KIEV, October 4. /TASS/. Ukraine hopes to be granted the status of a non-permanent member of the United Nations Security Council on October 15, Ukrainian President Petro Poroshenko said in an interview with Ukrainian television channels on Sunday.

"We have serious grounds for optimism," he said, adding it was a "very important solution" for Ukraine, which "we are actively working on."

He did not rule out he would attend the United Nations General Assembly session on October 15, which was to elect non-permanent members of the Security Council. "I will probably be present at this session," he said.

Normandy Four summit looked at steps to speed up implementation of Minsk accords

The Normandy Four summit in Paris discussed steps to speed up the implementation of the Minsk agreements, Ukrainian President Petro Poroshenko said.

"We signed no documents, we discussed steps to speed up the implementation of the Minsk agreements," he said in an interview with Ukrainian television channels.

He said among topics under discussion were local elections in Donbass.
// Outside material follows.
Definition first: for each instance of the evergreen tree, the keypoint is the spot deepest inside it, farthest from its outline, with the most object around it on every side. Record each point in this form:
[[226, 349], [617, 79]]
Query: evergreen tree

He said there was no Morel Morel plan on elections in those districts of Donbass that were not controlled by Kiev, as media claimed. "There has never been such a plan. There are certain proposals. Some of them can be taken into consideration, others - not. We said it at the Paris meeting and this stance was supported," Poroshenko said.

Apart from that, Ukrainian political forces will take full-format participation in local elections in Donbass. "It is a constitutional norm. [Pierre] Morel [a French diplomat coordinating work of the subgroup for political issues formed as part of the Contact Group on Ukraine - TASS] accepted this and revoked his proposal," Poroshenko said, adding that another condition for elections was their coverage in the Ukrainian mass media.
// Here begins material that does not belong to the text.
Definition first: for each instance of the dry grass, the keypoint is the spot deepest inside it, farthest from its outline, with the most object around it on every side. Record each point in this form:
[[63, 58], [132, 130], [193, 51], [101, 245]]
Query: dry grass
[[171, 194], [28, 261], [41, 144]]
Local elections in certain districts of the Donetsk and Lugansk regions are among the provisions of the of the February 12 comprehensive action plan to fulfil the Minsk accords worked out by the leaders of Russia, Ukraine, Germany and France in the search for peace in the embattled eastern Donbass region.

The Package of Measures, known as Minsk-2, envisaged a ceasefire between Ukrainian government forces and people’s militias in the self-proclaimed republic in Donetsk and Lugansk starting from February 15 and subsequent withdrawal of heavy weapons from the line of engagement. The deal also laid out a roadmap for a lasting settlement in Ukraine, including local elections and constitutional reform to give more autonomy to the war-torn eastern regions.